For Halloween I made myself a Victorian/Edwardian-inspired mashup witch costume. I got large amounts of sari fabrics rather cheaply from a local person after they were used as party decorations, and even after distributing most of it to friends I still had a lot left over, and decided they were perfect for a bright Halloween witch. Since this was a costume I didn’t worry about combining details from various decades.
The skirt is a basic pleated two-panel skirt with seams on the sides. One seam has a pocket and the other has an invisible zipper.
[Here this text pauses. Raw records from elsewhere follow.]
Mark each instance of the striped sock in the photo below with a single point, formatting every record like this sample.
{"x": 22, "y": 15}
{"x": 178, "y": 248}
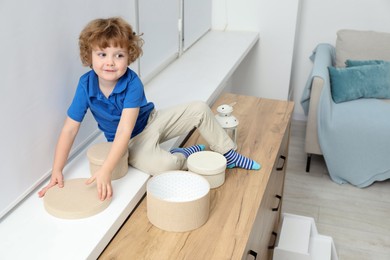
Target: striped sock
{"x": 237, "y": 160}
{"x": 189, "y": 150}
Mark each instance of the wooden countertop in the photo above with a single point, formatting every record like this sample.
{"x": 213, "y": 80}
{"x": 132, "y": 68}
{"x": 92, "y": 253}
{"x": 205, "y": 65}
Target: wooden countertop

Since the sari is thin and I had so much of it I flat-lined it with more of the same.
The blouse and vest patterns are both from Black Snail Patterns on Etsy. They are the 1890s Late Victorian Day Blouse/Bodice and 1890s Edwardian Ladies’ Vest. Because this was meant to be a Halloween costume I took a “theatrical” approach to the construction and skipped a lot of the detailed and historically accurate instructions in the patterns such as creating facings, boning, etc. so I cannot comment on those. As usual, I did find the pattern pieces to be well-drafted and needed very little adjustment. My biggest cheat is I sewed the sleeves from the blouse pattern directly to the vest to make one garment. This saved me a lot of time, and also made the costume less warm with less layers!
Instead of making lots of buttonholes for my small gold buttons I did hidden hooks and bars down the front of the bodice and the buttons are decorative.
The belt is made from a scrap of the green sari fabric, paired with a vintage belt buckle. The buckle is actually plastic painted gold but looks pretty good from a distance!
The green pleated grosgrain trim was purchased pre-made from Amazon (affiliate link) and comes in other colors. I used the olive color this time but you may recognize that I used a baby blue version for my pink striped bustle dress!
The hat was made using my own pattern for a Professor McGonagall-inspired deerstalker witch hat, and you can find the instructions on a previous post.
I’m afraid I didn’t do a great job tracking the yardage since I had basically unlimited fabric, but I would estimate that I used 3 orange saris (since everything was 2 layers) and one green one. The saris I got were used and pre-cut and were 3-5 meters each. Thus, my rough estimates for project costs are as follows:
- 4 saris: ~$20 (yeah I got a great deal!)
- 25 yard roll of pleated grosgrain trim: $9.50 from Amazon, and I have a lot left. (The trim usually runs about $40 a roll but I’ve bought other colors through random price drops).
- Gold buttons: free from a friend
- Vintage buckle: ~$10? (I don’t remember).
- Thread, hooks and eyes, collar interfacing, lining: ~$5 (stash and scraps from other projects)
- Bodice pattern: $8.60
- Vest pattern: $7.37
- Printing costs: $5.56 plus shipping (I had my A0 patterns printed by PDFplotting.com and the shipping was bundled with other things)
Total: ~$45 for materials and ~$25 for patterns I will reuse
Some final thoughts:
This project was all polyester. The fabric was pretty enough it didn’t “matter” if it was silk and I hope this a reminder that costumes don’t need to be expensive.
Did you notice that I pleated the front of the skirt differently than I did the back? I didn’t until I put the waistband and zipper on, and I didn’t care to redo it! Here’s a reminder that maybe “mistakes” aren’t really that big of a deal and probably most people won’t notice.
I did some cheats to simplify construction. What works for you is what works for you, whether it is historically accurate, historically appropriate, historically adequate, or historically adjacent!
Thank you for reading!
My necklace is antique glass and brass from the 1930s and my shoes are from American Duchess.
love that you added the sleeves to the vest!
Thank you! I’m glad you like it!
I love the reminder “What works for you is what works for you”; I sometimes get way too caught up in the authenticity of a project and neglect the fun process part! Thank you for the importance of “doing it my way with what you have” – the innovation spark!
Thank you for reading Anna and I’m so glad you found my words helpful to you!
So cute. I hope you and your family are doing well and staying safe. Happy Holiday Season!
Thank you Cynthia! I hope you and your loved ones are having a warm holiday and will have a beautiful New Year!